Principal Investigator :    Kanwaljeet Kaur

The project is aimed at understanding the differential roles of carbohydrate domains in host-parasite interactions by using synthetic glycoconjugates involving model systems such as antimicrobial glycopeptides of innate immune origin and Entamoeba histolytica lectin. The specific objectives include synthesis and structural characterization of glycoconjugates and structure-function analysis of the synthetic glycoconjugates in the context of host-parasite interactions

The synthesis of mono-O-glycosylated peptide, formaecin at preparative scale was started. The synthesis of GalNAc-threonine could be accomplished by following ten steps scheme. The glycosylation of Fmoc-Thr-OBzl with protected sugar followed by its reductive acetylation afforded the anomeric mixture of Na-Fmoc-Thr(Ac3-a-D-GalNAc)-OBzl. The seperation of anomers is being tried by using different types of silica gel for column chromatography.

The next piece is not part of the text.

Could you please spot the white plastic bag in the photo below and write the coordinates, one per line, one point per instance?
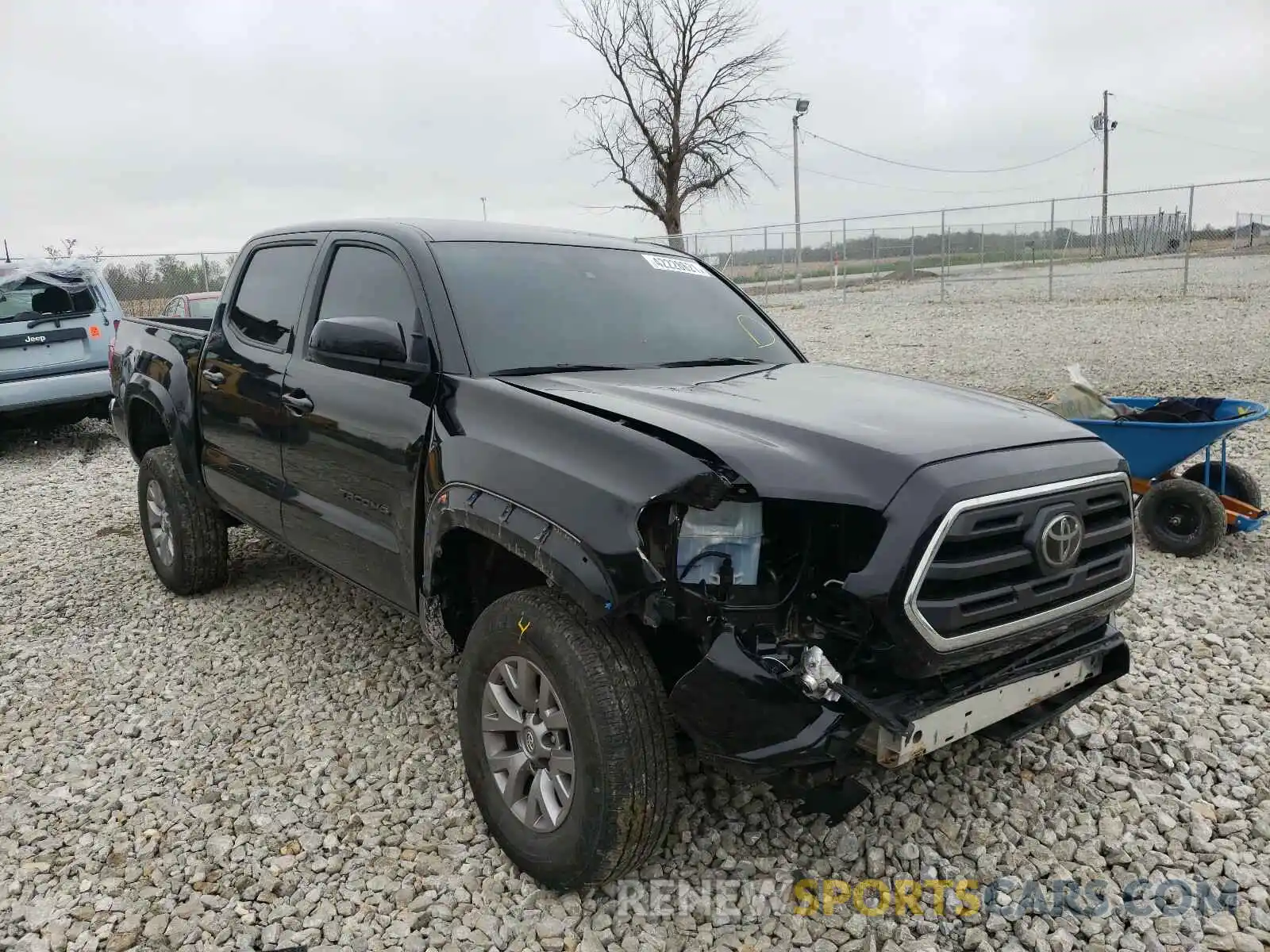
(1079, 400)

The antibacterial activity of formaecin and its nonglycosylated form against various strains of gram negative bacteria showed the higher activity for glycosylated peptide as compared to nonglycosylated one, although a differential pattern of activity was observed for different strains. However, the extent of contribution of the sugar was comparable in each case. To check their toxicity, the hemolytic activity of these two peptides was assayed on freshly isolated rat erythrocytes. It was found that both the peptides were ineffective in lysing erythrocytes. The conformational studies of these two peptides were done by circular dicroism. CD spectra revealed no evidence of regular structure in aqueous solution for both the peptides.

It was found that formaecin has homology with nonglycosylated antibacterial peptides of proline rich class. These nonglycosylated peptides show antibacterial activity comparable to glycosylated ones. In an effort to obtain the structural insight in the functional context, it is of interest to systematically design analogs of formaecin containing no sugar and test for their activity in order to delineate the residues that may be responsible for the antibacterial activity. We have designed a nonglycosylated analog of formaecin by making two changes in it. First was the removal of glycosylated threonine and second, a proline residue was introduced at 9th position resulting the sequence as GRPNPVNNPKPPHPRL. The peptide was synthesized and subjected to its antibacterial activity assay against E. coli and Salmonella typhimurium. Antibacterial activity of formaecin and its nonglycosylated analog was determined by radial diffusion assay. It was observed that both the peptides showed comparable antibacterial activity. Probably the introduction of proline is providing the conformation to peptide similar as formaecin. Further an analog in which Pro-9 residue was substituted by Ala was analyzed to characterize the role of proline in the antibacterial activity. The homology modeling of the formaecin may provide the structural basis of the activity differences between different analogs.

The initial event common to all the cationic peptides is the binding of positively charged residues to the negatively charged molecules exposed at the target cell surface. In order to examine the importance of the presence of positively charged argenine residues at C and N terminals in modulating the biological activity, an analog was designed in which C terminal arginine was substituted with alanine. The peptide was synthesized and assayed for its antibacterial activity against Gram negative strains.

Publications

Original peer-reviewed articles

1.     Jain D, Kaur KJ and Salunke DM (2001) Enhanced binding of a rationally designed peptide ligand of concanavalin A arises from improved geometrical complementarity. Biochemistry 40:12059-12066.

2.     Goel M, Jain D, Kaur KJ, Kenoth R, Maiya BG, Swamy MJ and Salunke DM (2001) Functional equality in the absence of structural similarity, an added dimension to molecular mimicry.
J Biol Chem 276:39277-39281.

3.     *Kaur KJ, Jain D, Goel M and Salunke DM (2001) Immunological implications of structural mimicry between a dodecapeptide and a carbohydrate moiety. Vaccine 19:3124-3130 (*in press last year, since published).

4.     *Jain D, Kaur KJ and Salunke DM (2001) Plasticity in protein-peptide recognition: crystal structures of two different peptides bound to concanavalin A. Biophysical J 80:2912-2921 (*in press last year, since published).